Les orques deviennent des Orks armés de mechas brutaux, les elfes des Eldars, sorte de ninjas psychiques, et puis il y a les humains, ou plutôt l’Imperium de l’Humanité.

L’esthétique de l’Imperium est probablement la première image qui vous vient en tête lorsque vous pensez à Warhammer 40K et on le doit notamment à leurs combattants fanatiquement dévoués : les Space Marines.

Ces supersoldats équipés de grosses armures et armés jusqu’aux dents traquent la moindre incroyance envers l’Empereur sacré. La moindre différence est automatiquement vue comme une menace pour l’humanité et mérite donc une “purification” — prodiguée par des épées-tronçonneuses et autres joyeusetés.

Derrière la violence de ces sombres Templiers du futur, on retrouve bien sûr une imagerie religieuse, une discipline de fer et une mise en avant de la force brute avant tout. Un futur sombre, dystopique, peu attrayant… sauf pour certains, apparemment.

Quand la “alt-right” s’en mêle

En 2016, Donald Trump se lance dans les élections présidentielles des États-Unis. Une frange de ses partisans les plus dévoués envahit alors Internet avec des mèmes pour soutenir le candidat. Appelés Outre-Atlantique “alt-right” (pour “droite alternative”), ils correspondent à un agglomérat de divers groupes d’extrême droite sur le spectre politique français.

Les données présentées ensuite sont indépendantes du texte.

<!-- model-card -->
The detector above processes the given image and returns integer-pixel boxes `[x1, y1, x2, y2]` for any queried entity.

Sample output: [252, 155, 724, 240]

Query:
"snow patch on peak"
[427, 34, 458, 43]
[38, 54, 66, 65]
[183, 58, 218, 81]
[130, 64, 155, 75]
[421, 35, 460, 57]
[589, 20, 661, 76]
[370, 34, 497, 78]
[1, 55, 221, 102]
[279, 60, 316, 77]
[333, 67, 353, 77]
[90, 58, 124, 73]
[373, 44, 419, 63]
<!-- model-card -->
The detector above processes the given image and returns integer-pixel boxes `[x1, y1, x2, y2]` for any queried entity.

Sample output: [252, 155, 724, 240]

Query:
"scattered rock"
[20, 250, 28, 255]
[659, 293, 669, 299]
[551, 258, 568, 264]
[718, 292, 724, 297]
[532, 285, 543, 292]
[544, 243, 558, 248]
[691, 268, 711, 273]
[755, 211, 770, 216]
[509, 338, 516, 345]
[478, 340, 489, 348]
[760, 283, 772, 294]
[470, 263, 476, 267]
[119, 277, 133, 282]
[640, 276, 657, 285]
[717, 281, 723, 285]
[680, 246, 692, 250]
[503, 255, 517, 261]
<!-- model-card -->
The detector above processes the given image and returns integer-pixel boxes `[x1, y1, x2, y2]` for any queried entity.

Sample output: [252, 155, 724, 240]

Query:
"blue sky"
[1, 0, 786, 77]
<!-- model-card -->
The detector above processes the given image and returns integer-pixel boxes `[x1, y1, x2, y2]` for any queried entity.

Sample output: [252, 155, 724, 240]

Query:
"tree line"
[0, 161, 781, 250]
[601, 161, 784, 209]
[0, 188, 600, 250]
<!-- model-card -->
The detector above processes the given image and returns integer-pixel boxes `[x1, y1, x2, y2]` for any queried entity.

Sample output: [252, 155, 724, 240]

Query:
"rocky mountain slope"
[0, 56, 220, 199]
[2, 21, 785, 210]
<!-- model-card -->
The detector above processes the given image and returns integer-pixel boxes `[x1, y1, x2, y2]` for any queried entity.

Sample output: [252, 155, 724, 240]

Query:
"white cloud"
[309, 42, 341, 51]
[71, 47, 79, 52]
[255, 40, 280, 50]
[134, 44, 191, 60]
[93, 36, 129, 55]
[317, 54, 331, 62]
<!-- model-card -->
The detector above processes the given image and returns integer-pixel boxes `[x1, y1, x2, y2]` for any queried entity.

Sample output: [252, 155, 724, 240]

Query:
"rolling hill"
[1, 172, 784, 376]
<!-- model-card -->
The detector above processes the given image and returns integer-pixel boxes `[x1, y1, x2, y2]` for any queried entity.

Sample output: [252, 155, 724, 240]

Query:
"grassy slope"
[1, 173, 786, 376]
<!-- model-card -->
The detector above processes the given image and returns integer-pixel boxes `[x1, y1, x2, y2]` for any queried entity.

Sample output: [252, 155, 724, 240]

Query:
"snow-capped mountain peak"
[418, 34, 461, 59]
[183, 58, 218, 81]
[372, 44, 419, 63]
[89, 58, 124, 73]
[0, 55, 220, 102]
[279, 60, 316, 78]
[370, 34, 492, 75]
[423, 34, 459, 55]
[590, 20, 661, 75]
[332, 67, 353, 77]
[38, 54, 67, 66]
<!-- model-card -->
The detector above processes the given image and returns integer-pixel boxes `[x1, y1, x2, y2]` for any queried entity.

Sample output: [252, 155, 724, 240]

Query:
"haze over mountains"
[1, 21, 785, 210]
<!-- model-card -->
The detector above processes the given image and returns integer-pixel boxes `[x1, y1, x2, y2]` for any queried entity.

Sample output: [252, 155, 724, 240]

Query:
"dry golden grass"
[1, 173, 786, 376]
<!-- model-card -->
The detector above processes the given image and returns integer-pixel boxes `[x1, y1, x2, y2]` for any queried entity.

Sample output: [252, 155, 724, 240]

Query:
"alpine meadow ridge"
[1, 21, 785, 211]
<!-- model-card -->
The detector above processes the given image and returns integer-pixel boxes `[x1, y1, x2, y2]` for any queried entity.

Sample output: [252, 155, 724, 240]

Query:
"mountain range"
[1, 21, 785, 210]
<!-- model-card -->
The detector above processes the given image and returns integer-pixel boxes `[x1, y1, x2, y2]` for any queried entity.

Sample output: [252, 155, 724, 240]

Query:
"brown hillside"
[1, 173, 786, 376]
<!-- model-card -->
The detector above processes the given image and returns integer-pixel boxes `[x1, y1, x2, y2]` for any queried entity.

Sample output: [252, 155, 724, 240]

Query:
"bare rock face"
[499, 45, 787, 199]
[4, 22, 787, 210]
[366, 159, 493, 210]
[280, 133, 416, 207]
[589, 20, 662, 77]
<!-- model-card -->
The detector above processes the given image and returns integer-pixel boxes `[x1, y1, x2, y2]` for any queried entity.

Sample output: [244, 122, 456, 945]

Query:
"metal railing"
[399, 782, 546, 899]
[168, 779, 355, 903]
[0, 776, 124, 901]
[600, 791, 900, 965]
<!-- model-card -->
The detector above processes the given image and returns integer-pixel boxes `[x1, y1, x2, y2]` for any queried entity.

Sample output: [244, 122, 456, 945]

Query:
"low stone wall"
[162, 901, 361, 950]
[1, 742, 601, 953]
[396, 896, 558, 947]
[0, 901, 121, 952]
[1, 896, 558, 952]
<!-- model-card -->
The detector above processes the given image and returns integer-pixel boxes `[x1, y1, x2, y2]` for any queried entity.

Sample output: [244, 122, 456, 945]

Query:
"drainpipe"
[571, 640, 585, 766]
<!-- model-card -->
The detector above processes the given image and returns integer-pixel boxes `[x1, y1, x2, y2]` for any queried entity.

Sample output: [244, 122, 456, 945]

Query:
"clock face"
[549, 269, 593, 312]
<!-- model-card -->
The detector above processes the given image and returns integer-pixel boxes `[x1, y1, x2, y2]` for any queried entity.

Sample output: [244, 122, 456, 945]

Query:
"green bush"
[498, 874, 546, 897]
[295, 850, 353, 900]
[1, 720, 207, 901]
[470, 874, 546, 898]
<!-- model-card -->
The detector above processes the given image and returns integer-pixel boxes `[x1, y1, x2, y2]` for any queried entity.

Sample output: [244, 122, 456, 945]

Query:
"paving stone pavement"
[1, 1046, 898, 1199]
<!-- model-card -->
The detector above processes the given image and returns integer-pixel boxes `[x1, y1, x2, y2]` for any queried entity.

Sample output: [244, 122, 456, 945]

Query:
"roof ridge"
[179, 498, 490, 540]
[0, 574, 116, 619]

Parmi les mèmes pro-Trump, on retrouve beaucoup de détournements de l’imagerie Warhammer 40K. Trump est notamment décrit comme le nouvel “Empereur Dieu de l’humanité”, prêt à purifier la Terre des “maux” qui la rongent.

Matthew Heimbach, suprémaciste blanc et fondateur du Traditionalist Worker Party, est même allé plus loin en attribuant une partie de ses inspirations politiques à la vision d’éternel conflit de l’Imperium décrite dans l’univers de Warhammer 40K.

Pendant un certain temps, la propagande facisco-warhammerienne reste néanmoins cantonnée au Web. En 2021, une polémique surgit lorsque le plus gros tournoi de Warhammer en Espagne autorise un participant portant des symboles nazis et un pseudo faisant référence à Hitler.

Games Workshop contre-attaque

Longtemps resté silencieux sur les réseaux, l’éditeur de Warhammer Games Workshop a accompagné sa nouvelle présence sur Internet par des annonces. En 2020, il poste une annonce expliquant que “Warhammer est pour tout le monde”.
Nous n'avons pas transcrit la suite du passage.